Chapter 6: Modeling the Impact of Treatment and Screening on U.S. Breast Cancer Mortality: A Bayesian Approach

Donald A. Berry, Lurdes Inoue, Yu Shen, John Venier, Debbie Cohen, Melissa Bondy, Richard Theriault, Mark F. Munsell

Affiliations of authors: Departments of Biostatistics and Applied Mathematics (DAB, YS, JV, DC, MFM), Epidemiology (MB), and Breast Medical Oncology (RT), The University of Texas M. D. Anderson Cancer Center, Houston, TX; Department of Biostatistics, University of Washington, Seattle, WA (LI)

Correspondence to: Donald A. Berry, PhD, Department of Biostatistics and Applied Mathematics, The University of Texas M. D. Anderson Cancer Center, 1515 Holcombe Blvd., Unit 447, Houston, TX 77030-4009 (e-mail: dberry{at}mdanderson.org).

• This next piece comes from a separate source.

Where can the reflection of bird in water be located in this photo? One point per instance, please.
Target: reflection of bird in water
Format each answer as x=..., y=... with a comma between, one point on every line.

Background: Breast cancer mortality (BCM) in the United States declined from 33.1 per 100 000 women in 1990 to 26.6 per 100 000 women in 2000, yielding a 19.6% relative decline in BCM since 1990. Our goal is to apportion this decline between screening and therapy and to be able to state with some certainty that these interventions affected this decline. Methods: We started with an age-appropriate population of 2 000 000 women in 1975 and monitored these women through 2000. On the basis of population data each year, we assigned screening and breast cancer to women. If a woman was diagnosed with breast cancer, we simulated a lifetime for her with death from breast cancer, and we modified this lifetime depending on the use of adjuvant therapy and whether the cancer was screen-detected. A woman's lifetime was taken as the minimum of her lifetime with death from breast cancer and her simulated natural lifetime. We used Bayesian simulation modeling, which allows for associating probability distributions with our estimates. Results: We calculated the probabilities that screening mammography and adjuvant therapy contributed to the observed decline in BCM to be 90% and 99%, respectively. The posterior mean reduction in BCM due to screening is 10.6% ± 5.7% and due to therapy is 19.5% ± 5.4%. The decrease in the hazard of BCM due to tamoxifen use for ER-positive tumors is 37% ± 14% and that due to adjuvant (nontaxane) chemotherapy is 15% ± 14%. Discussion: The spread in our posterior distributions reflect the uncertainty present in the data sources available to us. However, despite this uncertainty we conclude a high probability that both screening and improvements in therapy contributed to the reduction in BCM observed in the United States from 1990 to 2000.